In America it’s all about smart this and HD that, Wii this and iThat. None of these gadgets are manufactured here; in fact almost nothing is manufactured here. So we are already giving millions of dollars to foreign countries that may or may not have our best interest at heart. We think because we have “trade agreements” they won’t attack us.

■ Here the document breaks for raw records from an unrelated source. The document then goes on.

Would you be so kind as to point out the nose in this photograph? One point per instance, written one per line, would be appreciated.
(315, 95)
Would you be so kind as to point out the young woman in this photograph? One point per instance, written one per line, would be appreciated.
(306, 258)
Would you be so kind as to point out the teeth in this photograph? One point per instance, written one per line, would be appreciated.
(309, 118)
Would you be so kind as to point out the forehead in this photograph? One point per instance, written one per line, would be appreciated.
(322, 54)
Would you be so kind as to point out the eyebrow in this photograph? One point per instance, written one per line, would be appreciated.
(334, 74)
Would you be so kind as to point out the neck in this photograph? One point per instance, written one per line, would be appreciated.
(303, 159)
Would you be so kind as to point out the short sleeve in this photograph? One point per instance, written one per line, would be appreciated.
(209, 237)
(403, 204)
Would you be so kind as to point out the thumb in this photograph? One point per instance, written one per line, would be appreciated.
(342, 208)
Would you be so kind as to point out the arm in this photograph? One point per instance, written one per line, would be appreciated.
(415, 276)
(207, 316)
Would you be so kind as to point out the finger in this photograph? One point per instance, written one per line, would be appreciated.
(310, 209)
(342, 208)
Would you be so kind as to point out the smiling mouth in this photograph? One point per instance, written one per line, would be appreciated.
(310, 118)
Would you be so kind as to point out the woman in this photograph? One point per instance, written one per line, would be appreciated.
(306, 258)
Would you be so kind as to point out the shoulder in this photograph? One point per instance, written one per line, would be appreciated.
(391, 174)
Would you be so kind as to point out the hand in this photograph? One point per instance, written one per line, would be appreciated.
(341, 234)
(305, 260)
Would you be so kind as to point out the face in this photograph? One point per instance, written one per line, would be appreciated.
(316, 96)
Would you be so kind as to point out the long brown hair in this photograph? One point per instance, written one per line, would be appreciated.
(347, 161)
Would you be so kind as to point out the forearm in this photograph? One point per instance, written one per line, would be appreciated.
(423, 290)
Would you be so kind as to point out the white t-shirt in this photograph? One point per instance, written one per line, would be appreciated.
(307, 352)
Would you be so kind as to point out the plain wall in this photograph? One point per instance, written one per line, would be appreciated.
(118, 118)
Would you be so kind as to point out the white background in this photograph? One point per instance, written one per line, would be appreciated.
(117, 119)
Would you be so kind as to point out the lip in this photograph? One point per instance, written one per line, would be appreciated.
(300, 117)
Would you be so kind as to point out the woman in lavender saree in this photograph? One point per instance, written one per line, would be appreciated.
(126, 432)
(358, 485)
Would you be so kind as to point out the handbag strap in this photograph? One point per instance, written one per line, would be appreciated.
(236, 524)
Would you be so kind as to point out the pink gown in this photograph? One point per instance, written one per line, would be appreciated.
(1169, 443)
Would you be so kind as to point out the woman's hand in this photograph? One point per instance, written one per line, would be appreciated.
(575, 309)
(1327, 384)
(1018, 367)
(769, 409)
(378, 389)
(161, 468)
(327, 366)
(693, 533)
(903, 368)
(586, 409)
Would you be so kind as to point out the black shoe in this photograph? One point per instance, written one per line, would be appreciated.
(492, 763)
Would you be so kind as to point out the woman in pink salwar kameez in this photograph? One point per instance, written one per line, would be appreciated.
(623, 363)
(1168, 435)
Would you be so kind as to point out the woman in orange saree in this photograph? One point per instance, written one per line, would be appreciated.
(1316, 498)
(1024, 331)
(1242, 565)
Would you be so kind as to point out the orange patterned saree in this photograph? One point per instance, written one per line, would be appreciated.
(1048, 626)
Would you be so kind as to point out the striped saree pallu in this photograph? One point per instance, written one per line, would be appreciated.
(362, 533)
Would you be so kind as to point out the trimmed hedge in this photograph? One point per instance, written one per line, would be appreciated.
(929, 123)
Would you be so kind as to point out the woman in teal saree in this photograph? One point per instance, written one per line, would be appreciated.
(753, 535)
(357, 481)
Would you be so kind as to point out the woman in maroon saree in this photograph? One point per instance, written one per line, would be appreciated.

They are attacking us. We’re too fat, dumb, and happy to know it, but they are.
Who drives 10 miles to run 5 miles on a treadmill (designed in another country with parts from another country, assembled here) where we can listen to our foreign gadget play digital music and wear our brightly colored foreign-made name brand sneakers and grab a bucket of GMO take-out for the family on the way home?!?  We are so lazy we need a phone that can do everything but wipe our ass for us. But we complain about privacy and pretend to worry about “big brother”. We haven’t got up to change a channel in 35 years and we wonder why our ass has worn a wider divot in the couch cushion.
We are addicted to instant gratification, our muscles are atrophied from lack of use, our necks are sore from texting and we have carpal tunnel from repetitive button pushing. We whine about the aches and pains, but we aren’t willing to actually do anything about it if it requires rigorous movement, exercise or further absence of our almighty convenience. 
So we take a pill.

Another product not manufactured here. This pill is promised to take your pain away. Again, there is a price for everything. Oh, you’re suddenly feeling sad? Try this pill, it will alleviate the sadness, and this one is for the suicidal thoughts associated with taking the pill for sadness, and don’t worry if it gives you muscle pain we have another pain pill for that. Now your legs are restless and your mouth is dry? Take this, it may cause hallucinations, so don’t drink on it, you might have a psychotic episode, but if you do, we have the remedy for that as well. 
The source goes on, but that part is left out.